Un pays peut-il réinventer son histoire chaque jour ? Bien que certaines circonstances recommandent l’amnésie politique, la réalité finit toujours par prouver que non. C’est pourquoi, au-delà du voile de l’oubli imposé par le franquisme et du tribut payé à l’époque par la jeune démocratie, Les chemins de la mémoire entend mettre à jour notre histoire récente en rendant la parole à ceux qui furent condamnés pendant plus d’un demi-siècle à un silence forcé.

Les chemins de la mémoire s’aventure sur des routes dispersées, niées, ou, simplement, ignorées : 300.000 personnes dénoncées, 60.000 exécutions, 400.000 prisonniers, 3 millions de personnes fichées, et un chiffre approximatif de 130.000 disparus. Voilà le bilan des victimes laissées par le régime de Franco, qui s’est bien gardé de rendre ces statistiques publiques pendant les longues années de dictature. Cependant, au-delà des chiffres, il reste aujourd’hui les témoignages.

Le premier, celui des morts, figés dans une ultime pose sur les fiches de la police jaunies par le temps.
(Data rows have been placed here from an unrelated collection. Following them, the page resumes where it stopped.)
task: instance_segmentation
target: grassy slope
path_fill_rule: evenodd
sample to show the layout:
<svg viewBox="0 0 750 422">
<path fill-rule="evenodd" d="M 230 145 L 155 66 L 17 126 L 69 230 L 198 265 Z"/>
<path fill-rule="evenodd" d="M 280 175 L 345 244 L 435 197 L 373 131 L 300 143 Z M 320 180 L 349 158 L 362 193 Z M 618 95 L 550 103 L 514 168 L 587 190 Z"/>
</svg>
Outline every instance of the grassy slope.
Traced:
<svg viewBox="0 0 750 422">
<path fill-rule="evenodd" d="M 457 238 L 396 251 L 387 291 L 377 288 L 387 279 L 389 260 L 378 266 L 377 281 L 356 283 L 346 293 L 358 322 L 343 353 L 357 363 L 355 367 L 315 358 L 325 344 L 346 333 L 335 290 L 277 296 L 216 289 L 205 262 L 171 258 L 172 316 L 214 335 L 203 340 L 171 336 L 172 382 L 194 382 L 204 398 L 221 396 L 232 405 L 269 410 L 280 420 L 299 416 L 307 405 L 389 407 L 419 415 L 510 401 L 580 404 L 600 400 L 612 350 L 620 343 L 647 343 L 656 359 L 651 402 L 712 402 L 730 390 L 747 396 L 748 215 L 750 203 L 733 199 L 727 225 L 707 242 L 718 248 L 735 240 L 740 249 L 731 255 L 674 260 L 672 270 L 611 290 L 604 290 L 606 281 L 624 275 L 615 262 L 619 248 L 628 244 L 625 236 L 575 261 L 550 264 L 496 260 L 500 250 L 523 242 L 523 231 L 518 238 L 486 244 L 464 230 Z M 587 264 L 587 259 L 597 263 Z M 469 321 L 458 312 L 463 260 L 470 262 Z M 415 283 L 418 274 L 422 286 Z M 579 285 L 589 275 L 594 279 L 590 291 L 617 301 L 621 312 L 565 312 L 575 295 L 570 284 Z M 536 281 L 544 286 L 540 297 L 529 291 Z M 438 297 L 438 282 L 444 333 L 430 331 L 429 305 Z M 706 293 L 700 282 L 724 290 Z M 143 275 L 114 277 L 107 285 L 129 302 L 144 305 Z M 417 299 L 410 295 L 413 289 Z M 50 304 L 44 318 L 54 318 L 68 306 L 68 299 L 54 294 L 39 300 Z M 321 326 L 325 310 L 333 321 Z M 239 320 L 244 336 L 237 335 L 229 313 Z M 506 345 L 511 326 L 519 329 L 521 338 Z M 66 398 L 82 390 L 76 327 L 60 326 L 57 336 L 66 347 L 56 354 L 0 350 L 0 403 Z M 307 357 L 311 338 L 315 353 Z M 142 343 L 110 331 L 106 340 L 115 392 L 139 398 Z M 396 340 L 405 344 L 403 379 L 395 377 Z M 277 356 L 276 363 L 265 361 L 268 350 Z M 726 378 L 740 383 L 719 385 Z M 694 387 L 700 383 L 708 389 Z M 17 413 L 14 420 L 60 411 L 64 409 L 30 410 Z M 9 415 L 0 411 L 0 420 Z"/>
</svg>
Les morts, attendant d‘être identifiés grâce à des détails – un crayon de charpentier, une cuillère au fond d’une poche, une molaire ou une phalange manquante. Les morts entassés dans des fosses communes éparpillées sur la carte d’Espagne, figurées par autant de punaises qui l’envahissent tragiquement.
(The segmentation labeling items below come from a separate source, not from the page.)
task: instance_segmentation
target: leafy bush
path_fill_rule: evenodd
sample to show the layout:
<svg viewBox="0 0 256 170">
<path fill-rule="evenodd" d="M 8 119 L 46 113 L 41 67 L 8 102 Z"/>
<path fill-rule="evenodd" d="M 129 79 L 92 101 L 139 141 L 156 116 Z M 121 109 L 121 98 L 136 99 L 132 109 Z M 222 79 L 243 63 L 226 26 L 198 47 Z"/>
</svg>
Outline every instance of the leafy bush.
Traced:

Et puis, les familles. Vivant pendant des années côte à côte avec leurs délateurs, ravalant leur peur, accompagnant leurs prisonniers à travers leur périple dans les maisons d’arrêt de tout le pays, se voyant changés en sujets de théorie, comme celle du ‘gène marxiste’, à cause de laquelle encore aujourd’hui près de 30.000 Espagnols ne connaissent pas leurs parents, puisqu’ils en furent arrachés à la naissance par crainte de contagion de l’idéologie politique.

Structuré en trois grands blocs, Les chemins de la mémoire est aussi la chronique d’un long voyage : celui de l’exil intérieur et extérieur, duquel certains reviendront ‘juste pour les arbres’, tandis que d’autres ne réussiront jamais cet impossible retour. Car, comme l’a dit l’un d’entre eux, ‘un exilé ne cesse jamais de l’être’.

Il y a aussi les déportés républicains espagnols, qui versèrent leur sang dans la construction des camps de concentration allemands. Et les symboles qui tombèrent, comme la prison de Carabanchel, bastion idéologique de la résistance antifranquiste. Et enfin, ceux qui apparaissent, comme le Centre de la Mémoire de Salamanque, emblème plein d’espoir de lendemains sans vérités incomplètes, ni souvenirs réécrits par le pouvoir.